Specifically , the SPIN system developed by the researchers is a system in which two mutually influencing models promote each other.

The LLM of the previous iteration t, denoted by , is used by the researchers to generate responses y to prompts x in the manually annotated SFT dataset .

The next goal is to find a new LLM that is able to distinguish generated responses y from those generated by humans The response y'.

This process can be viewed as a two-player game:

Main player or new LLM Try to discern between opponent player responses and human-generated responses, while opponent or old LLMgenerated responses are as similar as possible to the data in the human-annotated SFT dataset.

New LLM obtained by fine-tuning the old prefer's response, resulting in a distribution that is more consistent with .
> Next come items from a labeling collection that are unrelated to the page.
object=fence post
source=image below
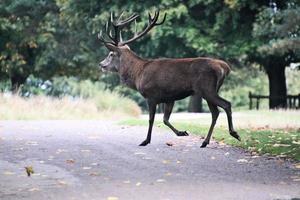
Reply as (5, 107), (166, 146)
(249, 92), (252, 110)
(296, 94), (300, 109)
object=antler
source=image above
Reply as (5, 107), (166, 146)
(119, 11), (167, 45)
(98, 11), (167, 46)
(98, 12), (139, 46)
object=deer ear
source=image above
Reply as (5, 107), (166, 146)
(104, 43), (119, 52)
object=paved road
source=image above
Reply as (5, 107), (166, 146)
(0, 121), (300, 200)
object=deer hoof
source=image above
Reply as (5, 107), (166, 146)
(230, 131), (241, 141)
(200, 141), (209, 148)
(176, 131), (189, 136)
(139, 140), (150, 146)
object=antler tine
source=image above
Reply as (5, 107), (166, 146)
(114, 13), (139, 28)
(155, 13), (167, 25)
(98, 30), (113, 44)
(120, 11), (166, 45)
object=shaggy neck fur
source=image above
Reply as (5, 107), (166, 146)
(119, 48), (147, 90)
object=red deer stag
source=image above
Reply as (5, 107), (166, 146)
(98, 11), (240, 147)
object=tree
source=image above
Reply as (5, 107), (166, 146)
(253, 1), (300, 108)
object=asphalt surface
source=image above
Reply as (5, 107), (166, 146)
(0, 121), (300, 200)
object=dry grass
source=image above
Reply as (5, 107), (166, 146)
(0, 91), (141, 120)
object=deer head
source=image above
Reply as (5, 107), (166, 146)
(98, 11), (166, 72)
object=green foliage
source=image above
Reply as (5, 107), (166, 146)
(253, 2), (300, 58)
(0, 0), (299, 111)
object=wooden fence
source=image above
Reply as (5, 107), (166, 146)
(249, 92), (300, 110)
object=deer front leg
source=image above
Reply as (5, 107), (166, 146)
(200, 102), (220, 148)
(140, 100), (156, 146)
(164, 101), (189, 136)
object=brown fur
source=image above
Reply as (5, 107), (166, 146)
(101, 44), (240, 147)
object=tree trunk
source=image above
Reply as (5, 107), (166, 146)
(188, 95), (203, 113)
(10, 74), (27, 94)
(267, 64), (287, 109)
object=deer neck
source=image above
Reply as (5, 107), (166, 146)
(119, 49), (146, 90)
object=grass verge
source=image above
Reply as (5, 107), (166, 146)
(120, 116), (300, 161)
(0, 91), (141, 120)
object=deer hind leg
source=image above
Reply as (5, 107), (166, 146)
(201, 101), (220, 148)
(206, 94), (241, 141)
(164, 101), (189, 136)
(140, 100), (156, 146)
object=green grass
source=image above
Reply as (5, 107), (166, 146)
(120, 119), (300, 161)
(0, 91), (141, 120)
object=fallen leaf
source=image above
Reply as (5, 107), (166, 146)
(166, 142), (173, 147)
(82, 167), (92, 170)
(237, 159), (248, 163)
(292, 141), (300, 144)
(107, 197), (119, 200)
(89, 172), (100, 176)
(66, 159), (75, 164)
(123, 180), (130, 184)
(273, 143), (291, 147)
(57, 180), (68, 185)
(134, 152), (145, 155)
(55, 149), (67, 154)
(135, 182), (142, 187)
(91, 163), (98, 166)
(88, 136), (100, 140)
(25, 166), (34, 176)
(3, 171), (15, 176)
(26, 141), (39, 146)
(28, 188), (40, 192)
In the next iteration, the newly obtained LLM becomes the response generated opponent, and the goal of the self-playing process is that the LLM eventually converges to , Such that the strongest LLM is no longer able to distinguish between its previously generated version of the response and the human-generated version.

How to use SPIN to improve model performance

The researchers designed a two-player game in which the main model goal is to distinguish the responses generated by LLM and human-generated responses. At the same time, the role of the adversary is to produce responses that are indistinguishable from those of humans. Central to the researchers' approach is training the primary model.

First explain how to train the main model to distinguish LLM's responses from human responses.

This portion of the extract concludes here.